One of the French navy’s first Dassault Rafale M combat aircraft has been returned to the nation’s DGA defence procurement agency, following the completion of an upgrade activity to bring it to the latest F3 operating standard.

Handed over on 3 October, aircraft M10 is from a first batch of naval-variant Rafales which were produced from the late 1990s in a basic F1 configuration. These were “limited to [air] superiority and air defence missions only”, according to Dassault.

Rafale M10 - Dassault

Dassault

Required modifications to these early Rafale Ms includes making changes to their electrical wiring and weapons storage systems and Thales-produced radar and electronic warfare equipment, plus the replacement of their mission computers and cockpit displays.

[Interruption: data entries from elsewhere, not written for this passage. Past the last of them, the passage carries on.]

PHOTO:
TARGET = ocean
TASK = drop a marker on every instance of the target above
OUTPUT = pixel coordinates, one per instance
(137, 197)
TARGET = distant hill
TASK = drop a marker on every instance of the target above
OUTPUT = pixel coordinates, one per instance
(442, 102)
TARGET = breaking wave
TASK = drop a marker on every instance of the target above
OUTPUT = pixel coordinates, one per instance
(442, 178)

Rafale M10 upgrade - Dassault

Dassault

“The delivery of the retrofitted Rafale Marine aircraft will be staggered over a period up to 2017,” Dassault says. The modernisation programme is worth around €240 million ($304 million), the DGA says.

Production of the multi-role combat aircraft in Mérignac has seen 133 of the 180 aircraft ordered so far for the French air force and navy, the airframer adds. Flightglobal’s MiliCAS database records the services as having respective active fleets of 86 B/C-model Rafales and 25 Ms, respectively.

The Rafale M will be the French navy’s lone strike fighter from 2016, when the service will retire the last of its Dassault Super Etendard Modernisé aircraft. MiliCAS records 26 of the latter type as still being in use.